Lastly we can look at the specific class changes that have taken place with the new patch. Some players are happy about them while others are raging, but such is normal with WoW. A lot of the class abilities have been tweaked, and some classes benefit more than others. Here’s the big breakdown:

Death Knight

  • Frost Presence increases Runic Power generation
  • Each spec learns a passive effect that should cause that spec to favor the corresponding Presence for use
  • Necrotic Strike and the new talent Death Syphon each cost a Death Rune, meaning that they can only be used when one of your available runes has been changed to Death

Druid

  • The Feral spec has been split into Feral (Cat DPS) and Guardian (Bear tank)
  • Each specialization has a specific set of skills and tools, though the spells available to each spec are now more useful while in that spec
  • Travel form now resembles a large stag

Hunter

  • There is no longer a minimum range
  • You can now only equip either a melee weapon or ranged, but not both
  • Hunters can benefit from Expertiese as their ranged attacks can be dodged
  • Hunter pets can now be any spec, set by the hunter

Mage

  • Arcane mages now have a more complex rotation
  • Fire mages have new tools to control the randomness of spells
  • Frost mages are considerably stronger at sustained damage and are now more valuable in PvE
  • Much of the crowd control and survivability tactics used by the Frost spec have now spread to the class as a whole

Paladin (where most players are having issues)

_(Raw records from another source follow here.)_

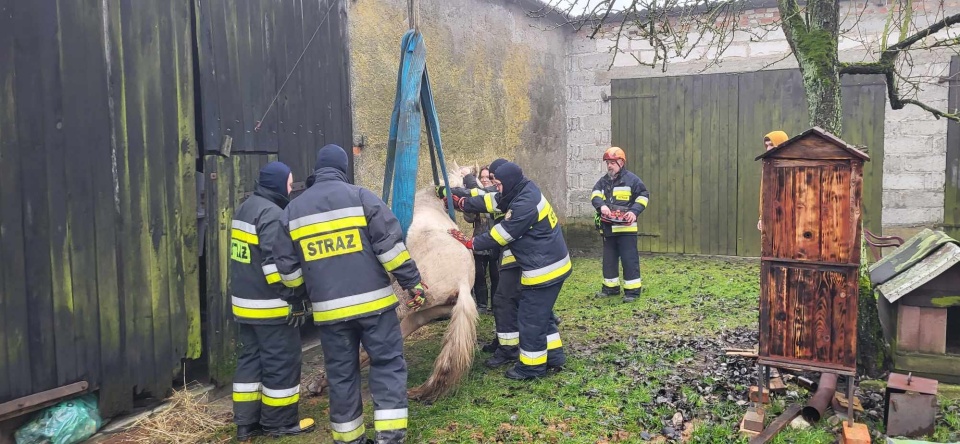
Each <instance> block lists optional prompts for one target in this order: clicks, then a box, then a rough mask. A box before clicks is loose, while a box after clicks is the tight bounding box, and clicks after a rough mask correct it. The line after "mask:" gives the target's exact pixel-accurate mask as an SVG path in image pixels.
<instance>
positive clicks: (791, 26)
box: [779, 0, 891, 377]
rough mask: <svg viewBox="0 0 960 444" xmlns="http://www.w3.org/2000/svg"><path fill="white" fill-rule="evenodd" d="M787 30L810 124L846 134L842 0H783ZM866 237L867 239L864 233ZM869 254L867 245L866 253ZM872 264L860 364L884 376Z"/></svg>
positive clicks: (862, 334)
mask: <svg viewBox="0 0 960 444" xmlns="http://www.w3.org/2000/svg"><path fill="white" fill-rule="evenodd" d="M779 6H780V15H781V17H783V31H784V34H785V35H786V37H787V41H788V42H789V43H790V47H791V48H792V49H793V53H794V55H795V56H796V58H797V62H799V64H800V72H801V73H802V74H803V88H804V92H805V93H806V98H807V109H808V112H809V115H810V124H811V125H812V126H819V127H820V128H823V129H824V130H827V131H829V132H831V133H833V134H835V135H837V136H838V137H842V126H841V122H842V116H843V114H842V107H841V103H840V61H839V59H838V49H837V47H838V45H839V23H840V19H839V17H840V4H839V2H838V1H837V0H809V1H808V2H807V4H806V10H805V11H804V10H801V9H800V8H799V6H798V4H797V2H796V0H779ZM860 241H861V243H863V239H860ZM861 258H862V260H863V261H866V260H867V256H866V251H863V253H862V254H861ZM866 273H867V271H866V266H861V267H860V283H861V285H860V304H859V307H858V308H857V319H858V321H857V367H858V369H859V371H860V373H861V374H866V375H870V376H874V377H875V376H879V375H880V374H881V373H882V372H883V371H884V370H886V369H888V368H889V364H890V362H891V361H890V357H889V348H888V347H887V344H886V341H885V340H884V338H883V332H882V330H881V328H880V316H879V313H877V302H876V297H875V296H874V293H873V289H872V288H871V286H870V279H869V277H868V276H866Z"/></svg>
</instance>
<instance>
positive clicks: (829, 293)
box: [813, 272, 844, 362]
mask: <svg viewBox="0 0 960 444" xmlns="http://www.w3.org/2000/svg"><path fill="white" fill-rule="evenodd" d="M843 288H844V279H843V275H842V274H840V273H836V272H824V273H822V274H821V278H820V286H819V288H818V289H817V301H816V309H815V310H816V311H815V313H814V319H815V322H816V324H815V329H816V332H815V337H814V349H815V353H814V355H813V358H814V359H816V360H817V361H820V362H830V361H831V359H832V356H833V355H832V344H833V325H834V321H835V319H834V316H833V304H834V300H835V299H836V298H837V297H839V295H840V292H842V291H843Z"/></svg>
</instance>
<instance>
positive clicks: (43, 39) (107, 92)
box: [0, 0, 200, 415]
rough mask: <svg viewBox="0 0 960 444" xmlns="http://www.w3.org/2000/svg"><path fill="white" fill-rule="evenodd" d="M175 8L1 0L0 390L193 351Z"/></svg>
mask: <svg viewBox="0 0 960 444" xmlns="http://www.w3.org/2000/svg"><path fill="white" fill-rule="evenodd" d="M190 7H191V5H190V3H189V2H188V1H173V2H134V1H110V0H104V1H82V2H81V1H73V0H59V1H57V0H35V1H29V2H26V1H16V0H0V257H2V264H0V402H4V401H8V400H10V399H14V398H18V397H21V396H25V395H29V394H32V393H36V392H39V391H43V390H48V389H51V388H55V387H58V386H61V385H65V384H68V383H72V382H76V381H79V380H86V381H88V382H90V384H91V388H94V389H95V388H98V387H99V388H100V389H101V413H102V414H104V415H110V414H112V413H114V412H117V411H120V410H124V409H126V408H127V407H130V406H131V405H132V402H133V397H132V395H131V394H132V393H135V392H143V391H147V392H150V393H153V394H155V395H163V394H164V392H165V391H166V389H168V388H169V387H170V385H171V382H172V380H173V377H174V375H175V374H176V372H177V371H178V370H179V368H180V362H181V359H182V358H184V357H197V356H198V354H199V352H200V319H199V281H198V265H197V264H198V259H197V258H198V251H197V249H198V247H197V241H196V236H197V230H196V180H195V171H194V170H195V164H196V157H195V156H196V142H195V139H196V138H195V125H194V98H193V91H194V89H193V66H192V57H193V54H192V53H193V51H192V30H191V22H190Z"/></svg>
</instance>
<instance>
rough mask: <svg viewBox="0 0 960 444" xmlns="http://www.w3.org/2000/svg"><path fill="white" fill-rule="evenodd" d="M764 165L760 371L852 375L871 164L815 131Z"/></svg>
mask: <svg viewBox="0 0 960 444" xmlns="http://www.w3.org/2000/svg"><path fill="white" fill-rule="evenodd" d="M758 159H762V160H763V184H762V189H761V196H762V199H763V205H762V215H763V229H762V233H761V252H762V258H761V259H762V267H761V281H760V288H761V296H760V350H759V356H760V362H761V363H762V364H771V365H775V364H787V365H793V366H800V367H804V368H809V369H813V370H819V371H831V372H838V373H842V374H852V373H855V372H856V367H857V338H856V336H857V298H858V296H859V286H858V282H857V276H858V268H859V265H860V236H861V229H860V221H861V208H860V202H861V196H862V184H863V162H864V161H866V160H869V158H868V157H867V155H866V154H864V153H863V152H860V151H858V150H857V149H855V148H853V147H851V146H849V145H848V144H846V143H845V142H843V141H842V140H840V139H839V138H837V137H836V136H833V135H832V134H830V133H828V132H826V131H823V130H822V129H820V128H812V129H810V130H807V131H805V132H804V133H803V134H800V135H799V136H796V137H794V138H792V139H790V140H788V141H786V142H784V143H783V144H781V145H780V146H778V147H777V148H775V149H772V150H770V151H767V152H766V153H764V154H763V155H761V156H759V157H758Z"/></svg>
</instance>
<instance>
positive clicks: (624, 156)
mask: <svg viewBox="0 0 960 444" xmlns="http://www.w3.org/2000/svg"><path fill="white" fill-rule="evenodd" d="M603 160H620V161H623V163H627V156H626V154H623V150H621V149H620V148H618V147H611V148H607V151H605V152H604V153H603Z"/></svg>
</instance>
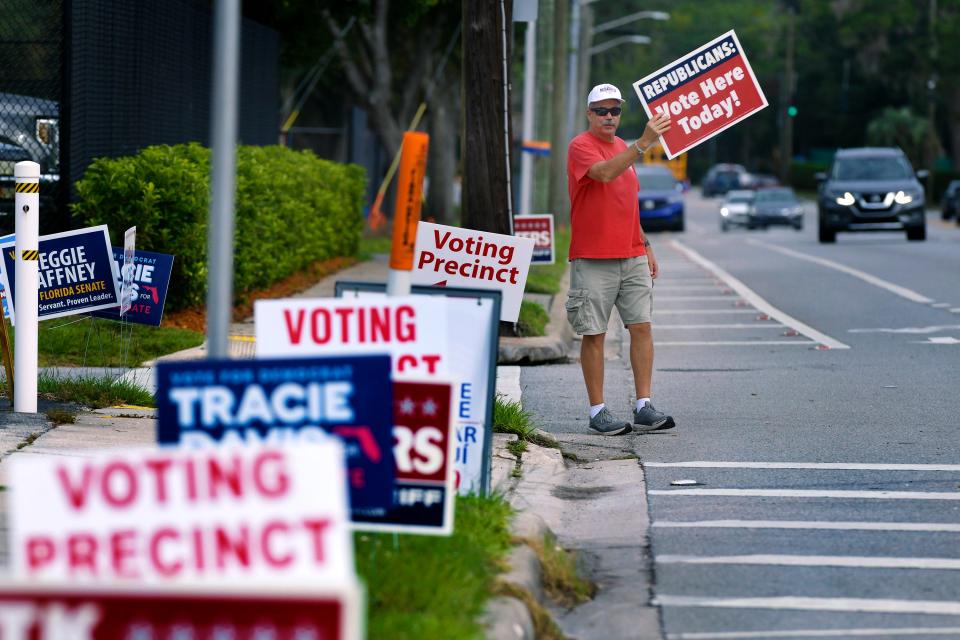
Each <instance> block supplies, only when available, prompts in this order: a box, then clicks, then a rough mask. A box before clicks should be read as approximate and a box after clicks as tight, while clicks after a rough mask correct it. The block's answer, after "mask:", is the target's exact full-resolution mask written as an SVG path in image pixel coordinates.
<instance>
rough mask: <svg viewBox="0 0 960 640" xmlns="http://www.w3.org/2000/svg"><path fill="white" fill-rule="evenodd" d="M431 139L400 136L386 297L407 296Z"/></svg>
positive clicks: (421, 135) (407, 294) (416, 131)
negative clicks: (398, 166)
mask: <svg viewBox="0 0 960 640" xmlns="http://www.w3.org/2000/svg"><path fill="white" fill-rule="evenodd" d="M429 143H430V136H428V135H427V134H425V133H420V132H418V131H407V132H406V133H404V134H403V147H402V149H403V151H402V154H401V156H400V171H399V175H398V178H397V203H396V206H395V207H394V212H393V246H392V247H391V249H390V272H389V274H388V275H387V295H390V296H405V295H408V294H409V293H410V272H411V271H412V270H413V247H414V244H415V243H416V241H417V224H418V223H419V222H420V208H421V206H422V204H423V179H424V176H426V173H427V147H428V146H429Z"/></svg>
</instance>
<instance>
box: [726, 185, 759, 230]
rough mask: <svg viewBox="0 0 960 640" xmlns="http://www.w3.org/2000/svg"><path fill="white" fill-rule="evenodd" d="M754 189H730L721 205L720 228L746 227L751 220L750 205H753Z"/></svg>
mask: <svg viewBox="0 0 960 640" xmlns="http://www.w3.org/2000/svg"><path fill="white" fill-rule="evenodd" d="M754 193H755V192H754V191H748V190H746V189H734V190H732V191H728V192H727V195H726V197H725V198H724V200H723V203H722V204H721V205H720V230H721V231H728V230H729V229H730V227H745V226H747V224H748V223H749V221H750V207H751V206H753V196H754Z"/></svg>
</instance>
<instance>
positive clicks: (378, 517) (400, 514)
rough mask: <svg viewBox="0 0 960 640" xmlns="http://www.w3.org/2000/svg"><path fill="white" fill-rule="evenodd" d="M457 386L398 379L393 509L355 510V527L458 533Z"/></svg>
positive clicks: (385, 529)
mask: <svg viewBox="0 0 960 640" xmlns="http://www.w3.org/2000/svg"><path fill="white" fill-rule="evenodd" d="M452 390H453V386H452V385H451V384H450V383H449V382H442V383H441V382H429V381H413V380H397V381H394V383H393V417H394V425H393V442H394V445H393V459H394V460H395V462H396V465H397V466H396V483H395V485H394V489H393V506H392V507H391V508H389V509H377V510H374V509H370V510H363V511H357V510H354V514H353V523H354V528H355V529H363V530H368V531H394V532H399V533H419V534H428V535H450V534H451V533H453V507H454V504H453V503H454V501H455V496H456V489H455V487H454V481H455V478H454V468H453V467H454V456H455V455H456V433H455V431H454V428H453V415H452V412H453V397H452Z"/></svg>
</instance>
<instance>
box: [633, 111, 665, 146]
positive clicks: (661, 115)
mask: <svg viewBox="0 0 960 640" xmlns="http://www.w3.org/2000/svg"><path fill="white" fill-rule="evenodd" d="M669 130H670V115H669V114H667V113H663V112H662V111H661V112H658V113H657V115H655V116H653V118H652V119H651V120H650V122H648V123H647V126H646V127H644V129H643V135H642V136H640V146H641V147H643V148H644V149H646V148H648V147H649V146H650V145H652V144H653V143H654V142H656V141H657V140H658V139H659V138H660V136H661V135H662V134H664V133H666V132H667V131H669Z"/></svg>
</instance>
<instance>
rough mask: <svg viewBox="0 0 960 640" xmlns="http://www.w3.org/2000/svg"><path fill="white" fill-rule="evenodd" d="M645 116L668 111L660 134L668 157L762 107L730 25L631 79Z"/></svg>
mask: <svg viewBox="0 0 960 640" xmlns="http://www.w3.org/2000/svg"><path fill="white" fill-rule="evenodd" d="M633 88H634V90H635V91H636V92H637V95H638V96H639V97H640V102H641V103H642V104H643V110H644V111H646V112H647V116H648V117H651V118H652V117H653V115H654V113H657V112H663V113H668V114H669V115H670V119H671V127H670V131H667V132H666V133H664V134H663V135H662V136H660V142H661V144H662V145H663V150H664V151H665V152H666V154H667V158H669V159H673V158H675V157H676V156H678V155H680V154H681V153H683V152H685V151H688V150H689V149H692V148H693V147H695V146H697V145H698V144H700V143H701V142H703V141H704V140H708V139H709V138H712V137H713V136H715V135H717V134H718V133H720V132H721V131H723V130H724V129H726V128H728V127H731V126H733V125H734V124H736V123H737V122H740V121H741V120H743V119H744V118H746V117H748V116H750V115H752V114H754V113H756V112H757V111H759V110H760V109H763V108H764V107H766V106H767V98H766V96H764V95H763V90H762V89H761V88H760V83H759V82H757V77H756V76H755V75H754V74H753V69H751V68H750V63H749V62H748V61H747V55H746V53H744V51H743V47H742V46H741V45H740V41H739V40H738V39H737V34H736V33H734V32H733V30H732V29H731V30H730V31H728V32H727V33H725V34H723V35H722V36H719V37H718V38H715V39H714V40H711V41H710V42H708V43H707V44H705V45H703V46H702V47H699V48H697V49H695V50H694V51H691V52H690V53H688V54H687V55H685V56H683V57H681V58H678V59H677V60H674V61H673V62H671V63H670V64H668V65H666V66H665V67H662V68H660V69H658V70H656V71H654V72H653V73H651V74H650V75H648V76H646V77H644V78H642V79H640V80H637V81H636V82H635V83H633Z"/></svg>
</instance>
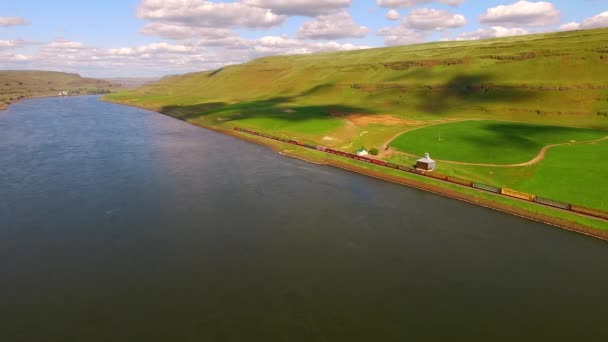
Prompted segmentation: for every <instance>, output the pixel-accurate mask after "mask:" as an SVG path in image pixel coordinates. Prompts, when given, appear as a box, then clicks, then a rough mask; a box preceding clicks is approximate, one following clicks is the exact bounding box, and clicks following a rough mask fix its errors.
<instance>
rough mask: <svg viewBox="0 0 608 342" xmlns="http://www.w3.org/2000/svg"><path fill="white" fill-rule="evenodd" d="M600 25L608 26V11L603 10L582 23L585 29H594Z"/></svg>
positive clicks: (583, 27) (600, 26) (588, 18)
mask: <svg viewBox="0 0 608 342" xmlns="http://www.w3.org/2000/svg"><path fill="white" fill-rule="evenodd" d="M600 27H608V11H607V12H602V13H600V14H598V15H595V16H593V17H591V18H587V19H585V20H583V22H582V23H581V28H583V29H592V28H600Z"/></svg>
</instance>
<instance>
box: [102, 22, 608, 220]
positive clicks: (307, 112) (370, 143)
mask: <svg viewBox="0 0 608 342" xmlns="http://www.w3.org/2000/svg"><path fill="white" fill-rule="evenodd" d="M606 79H608V29H596V30H584V31H572V32H558V33H549V34H536V35H528V36H517V37H508V38H499V39H489V40H480V41H467V42H437V43H429V44H420V45H410V46H398V47H389V48H379V49H368V50H360V51H348V52H336V53H321V54H313V55H297V56H275V57H265V58H260V59H256V60H253V61H250V62H248V63H244V64H241V65H234V66H228V67H225V68H222V69H218V70H214V71H207V72H199V73H192V74H186V75H180V76H172V77H167V78H164V79H162V80H160V81H158V82H155V83H153V84H149V85H146V86H144V87H141V88H138V89H136V90H133V91H127V92H122V93H116V94H111V95H109V96H107V99H109V100H111V101H116V102H120V103H125V104H130V105H136V106H142V107H146V108H149V109H153V110H157V111H160V112H163V113H165V114H168V115H172V116H175V117H179V118H181V119H183V120H187V121H189V122H192V123H195V124H198V125H201V126H206V127H215V128H228V129H230V128H232V127H235V126H240V127H248V128H253V129H256V130H260V131H264V132H267V133H271V134H275V135H283V136H289V137H293V138H297V139H300V140H303V141H306V142H313V143H317V144H322V145H325V146H328V147H335V148H340V149H343V150H349V151H354V150H355V149H357V148H359V147H361V146H365V147H368V148H369V147H379V148H380V149H381V150H383V147H384V146H386V145H387V144H388V143H389V142H390V141H391V140H392V139H393V138H396V137H399V136H400V138H398V139H397V140H396V141H394V142H393V143H392V144H393V146H396V147H397V148H399V149H402V150H404V151H408V152H412V153H415V154H421V153H423V152H431V154H432V155H433V156H436V157H437V158H439V159H453V160H457V161H471V162H481V163H520V162H525V161H528V160H529V159H531V158H532V157H534V155H536V154H537V153H538V151H539V150H540V149H541V148H542V147H543V146H544V145H546V144H554V143H563V142H569V141H570V140H577V141H583V140H592V139H596V138H599V137H603V136H606V135H608V133H606V132H602V131H605V130H608V84H607V83H606ZM360 117H363V118H364V119H365V120H358V118H360ZM381 118H382V119H381ZM465 120H467V121H466V123H454V122H465ZM472 120H478V121H477V122H476V121H472ZM496 121H500V122H496ZM435 125H439V126H435ZM426 126H429V127H428V128H424V127H426ZM442 126H443V127H444V128H445V127H449V128H450V129H449V130H446V132H445V133H444V132H443V131H442V139H444V140H442V141H441V143H435V145H433V139H436V134H435V132H434V131H433V130H434V129H436V128H438V127H442ZM408 131H412V132H410V133H406V134H403V133H404V132H408ZM448 131H449V132H448ZM444 142H445V143H444ZM585 146H586V147H582V146H580V147H579V146H577V147H576V148H582V149H584V150H582V152H581V153H583V154H586V155H588V156H587V157H585V158H592V157H590V156H596V157H598V158H599V156H601V155H602V153H605V151H604V150H603V149H602V147H600V146H603V144H596V145H588V146H587V145H585ZM573 148H574V147H573ZM566 150H567V147H563V148H562V147H560V148H555V150H550V151H549V153H548V155H547V158H546V159H545V160H543V161H541V162H540V164H537V165H534V166H530V167H519V168H509V169H506V168H490V167H473V166H455V165H447V164H440V165H439V167H440V170H441V172H443V171H444V170H445V171H446V172H448V173H452V174H455V175H459V176H462V177H465V178H468V179H474V180H481V181H486V182H488V183H493V184H499V185H501V184H504V185H505V186H506V185H509V186H510V187H512V188H515V189H518V190H522V191H526V190H528V191H532V190H533V191H532V192H534V193H536V194H539V195H542V196H547V197H555V198H557V199H564V200H566V201H570V202H576V203H579V204H583V205H589V206H597V205H600V206H601V208H604V209H608V207H606V204H605V201H603V200H602V199H601V197H602V196H603V194H601V193H600V192H598V191H597V189H601V188H608V177H603V176H602V174H603V173H605V171H606V170H607V167H606V166H604V165H603V164H602V163H598V164H597V165H598V169H597V170H598V172H595V173H592V174H590V175H586V176H584V177H583V176H580V175H581V174H583V173H584V172H587V170H585V169H583V168H580V170H579V169H577V171H576V172H574V171H573V168H576V167H568V168H565V167H560V166H559V165H557V164H555V162H553V160H554V159H555V160H558V159H559V154H560V153H562V151H564V153H565V155H566V159H564V160H567V158H569V157H567V152H565V151H566ZM554 155H555V157H553V156H554ZM391 158H392V159H393V160H396V161H401V162H403V163H411V162H412V158H411V157H408V156H405V155H396V156H391ZM414 160H415V159H414ZM572 162H576V161H572ZM570 177H581V178H580V179H583V178H584V179H585V180H586V181H585V184H593V186H585V185H579V187H578V189H579V190H580V191H579V194H578V195H576V196H571V194H572V190H571V188H569V187H567V186H562V185H559V186H555V185H556V184H561V183H560V181H562V180H565V179H568V178H570ZM572 184H577V181H576V180H574V181H572ZM569 199H571V200H569Z"/></svg>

  • New ranged abilities have been added
  • Auras have been removed, buff focus is now on Seals
  • Paladins can store up to 5 Holy Power at a single time, but can only use 3 on each skill that requires it

Priest

  • Mana pools have been fixed
  • Chakras act more like warrior stances now
  • The Discipline spec has been tweaked to further support damage absorption
  • Shadow priests now have Shadow Orbs as a resource which can be generated by some of the basic spells, and they are spent on strong damage or better crowd control

Rogue

  • Poisons are Spellbook abilities that affect both weapons at once
  • Poisons are divided into two categories: Lethal and Non-Lethal and you can only have one type active at once
  • Many abilities that used to be strictly set for a single spec are now Talents available to all specs; you can now have a more versatile Combat rogue or a more open Assassin rogue
  • Dagger speeds have been normalized

Shaman

  • Totems no longer provide long-term buffs
  • Totems now have short-term situational benefits
  • The totem multidrop UI has been removed and totem spells are now sorted under draggable elemental flyouts in the Spellbook

Warlock

  • Each spec now has a unique secondary resource which allows temporary surges in power
  • Affliction warlocks focus more on layering multiple periodic damage effects and amplifying them
  • Demonology warlocks now have Demonic Fury as a resource instead of Soul Shards
  • Destruction warlocks now use Burning Embers as a resource which is built up by casting spells
  • Warlocks no longer use armor spells as they gain health and armor passively
  • All demons deal similar damage and no longer linked to a specific spec
  • Most of the DoT spells have been removed

Warrior

  • Rage is now a more valuable resource and is earned at a higher rate over time
  • Warriors no longer gain Rage from being attacked, as they generate it with primary attacks
  • Stance-dancing has been removed and Stances now share a single action bar – abilities are no longer restricted by a Stance as each Stance now grants different passive abilities

There have been some minor changes to the UI and Spellbook, including a new added page that helps with rotation. At first I really didn’t think I’d be into the path WoW was taking, but I’ve been pleasantly surprised. The game is much more fun now it seems, though only time will tell. I don’t know if the game will die out again like it has before, but all these new changes are taking the MMO in a brand new direction – a direction I find myself wanting to travel. If you’d like specifics on other changes, head to the post on the WoWHead forum. If you’ve played the game since the patch, what do you think? What do you like/hate?